At this rate, goals set in the 2015 Paris Agreement - aimed at heading off the worst impacts of wild weather and rising seas by curbing temperature rise - will not be met, said a report by the World Resources Institute (WRI) and ClimateWorks Foundation.
Planet-heating emissions need to drop by half by 2030 and fall to net-zero by 2050 to meet the Paris pact target of keeping warming “well below” 2°C and ideally to 1.5°C, it noted.
“This report makes clear that we need to dramatically step up action across all economic sectors globally, if we want a stable climate future,” said Surabi Menon, vice president of global intelligence at the US-based ClimateWorks Foundation.
The report examined global and country-level progress on climate action and commitments across six sectors: power, buildings, industry, transport, forests and agriculture.
Emissions from cement and steel manufacturing make up nearly half of all industrial emissions worldwide, it said.
To meet climate goals, cement emissions would need to drop by 85% to 91% globally and steel emissions by 93% to 100% by 2050, according to estimates in the report.
In addition, little progress has been made on curbing emissions from agricultural production, which grew 3% from 2012 to 2017, the report noted.
Emissions from agriculture are predicted to increase by nearly a third between 2017 and 2050.
But they would need to fall 22% by 2030 and nearly 40% by 2050 compared to 2017 levels, to keep global temperature rise below 1.5°C above pre-industrial times, according to the report.
Efforts to halt deforestation, particularly in tropical regions, are also failing, said report co-author Katie Lebling.
“Deforestation is increasing - and it should be decreasing,” Lebling, an associate at WRI’s climate program, told the Thomson Reuters Foundation.
The main drivers are clearing of trees to make way for soy and palm oil production and cattle-ranching, she said.
In Southeast Asia, 80% of tree-cover loss is linked to production of commodities, while in Latin America the figure is nearly 60%, she said.
To get on track to meet emissions reduction targets by 2030 and 2050, growth in renewable energy like solar and wind must be stepped up by a factor of five while coal without carbon-capture technology needs to be phased out by 2040, researchers said.
Cleaner public transport in cities is on the rise, notably in China and Norway, but electric vehicles still make up only about 1% of the global passenger vehicle stock, it noted.
Countries need to accelerate sales of electric vehicles 12 times faster by 2030 than their current rate, it added.

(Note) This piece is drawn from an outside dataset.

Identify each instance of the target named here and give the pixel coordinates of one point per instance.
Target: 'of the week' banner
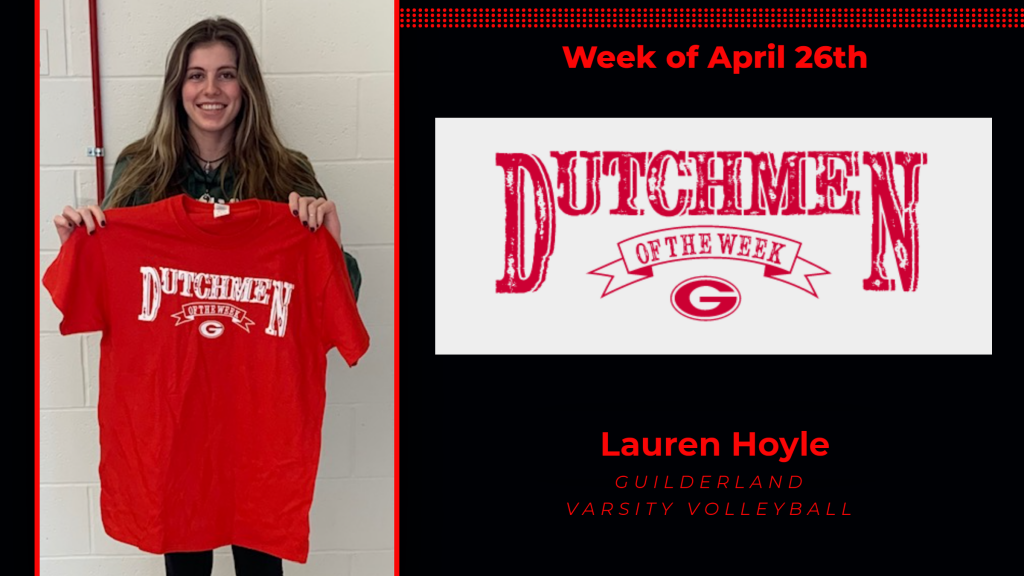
(640, 254)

“The decisions countries make in the lead up to the COP26 UN climate negotiations next year could either steer us to a safer and more resilient future or greatly increase the likelihood of deadly and costly climate impacts such as heat waves, drought, storms and other extreme weather events,” said Helen Mountford, vice president of climate and economics at WRI.
Investment must increase significantly to transform energy and transport systems and protect forests, if emissions are to be halved by 2030, the report said.
Between $1.6 and $3.8 trillion a year will be needed through 2050 to decarbonize the energy system alone, it noted.
“Especially for developing countries, there needs to be a lot more climate finance coming from developed countries to support these transformations, because they are the biggest contributors to the problem,” said Lebling.